A Chinese Foreign Ministry spokesperson said Monday that the United States should know that in the 21st century, global trade requires rules rather than power.
Foreign Ministry spokesperson Hua Chunying made the remarks at a daily press briefing, when commenting on U.S. Vice President Mike Pence's remarks that recent U.S. trade moves meant the "era of economic surrender is over."
Instead of saying the "era of economic surrender is over," it is better for the U.S. side to say that the U.S. economic intimidation and hegemony should be eliminated, Hua said.
She said that China has always complied with WTO rules and maintained a multilateral trading system with the WTO as its core and rules as the basis. It has always advocated that in a spirit of mutual respect, equality and mutual benefit, disputes including economic and trade friction should be settled through consultation.
Hua said that both China and the United States had been negotiating on economic and trade issues.

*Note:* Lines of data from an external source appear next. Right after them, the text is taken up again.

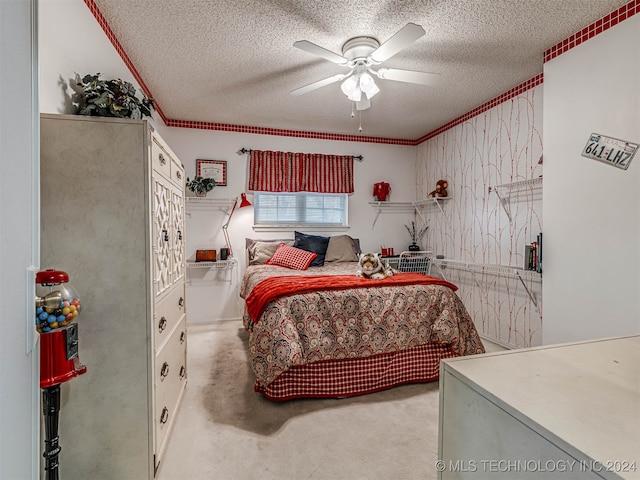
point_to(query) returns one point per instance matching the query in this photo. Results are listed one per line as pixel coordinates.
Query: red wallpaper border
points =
(597, 27)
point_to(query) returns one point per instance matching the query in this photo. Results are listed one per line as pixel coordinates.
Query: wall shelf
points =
(230, 264)
(406, 207)
(511, 188)
(498, 270)
(204, 203)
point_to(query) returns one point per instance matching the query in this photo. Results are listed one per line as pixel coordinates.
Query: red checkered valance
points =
(300, 172)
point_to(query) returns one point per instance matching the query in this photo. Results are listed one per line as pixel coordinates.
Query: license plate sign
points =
(610, 150)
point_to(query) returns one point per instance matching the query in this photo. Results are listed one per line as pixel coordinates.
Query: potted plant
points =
(111, 98)
(416, 235)
(201, 185)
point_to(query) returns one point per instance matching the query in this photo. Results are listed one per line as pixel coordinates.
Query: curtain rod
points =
(247, 150)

And China has the confidence and ability to safeguard its legitimate interests under any circumstances.
"China hopes that the United States will make rational and cautious decisions and choices," she said.
U.S. President Donald Trump on Thursday signed a memorandum that could impose tariffs on up to 60 billion U.S. dollars of imports from China and restrictions on Chinese investment in the United States.

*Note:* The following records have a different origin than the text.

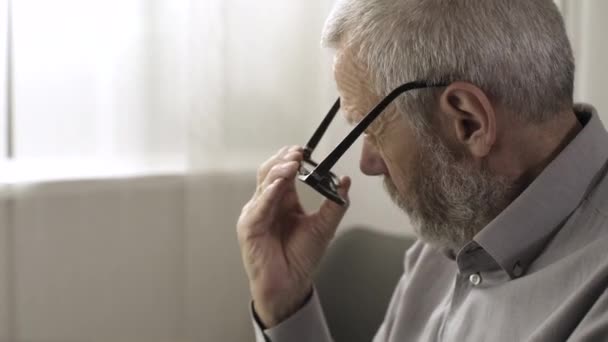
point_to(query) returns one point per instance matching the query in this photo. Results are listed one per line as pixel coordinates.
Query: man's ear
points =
(471, 116)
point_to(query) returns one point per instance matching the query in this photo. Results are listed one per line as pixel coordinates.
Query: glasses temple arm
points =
(337, 153)
(316, 137)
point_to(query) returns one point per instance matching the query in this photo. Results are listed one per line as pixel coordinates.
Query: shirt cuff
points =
(305, 325)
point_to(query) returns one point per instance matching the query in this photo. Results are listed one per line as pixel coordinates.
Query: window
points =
(94, 85)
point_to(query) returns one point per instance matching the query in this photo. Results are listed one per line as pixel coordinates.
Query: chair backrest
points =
(356, 280)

"China is willing to have consultations with the U.S. side guided by the principle of mutual respect and benefit," Hua said, noting that the the door to dialogue and consultation between the two sides has always been open.
China's Vice Foreign Minister Zheng Zeguang said on Monday that the economic and trade relations between China and the United States were essentially mutually beneficial and brought a lot of tangible benefits to the two peoples.
"We don't want to have a trade war, but we are never afraid of it," Zheng said, noting that China was fully determined and prepared to deal with such a situation to safeguard the national interest.
Zheng expressed his hope that the U.S. side would calm down and find a solution.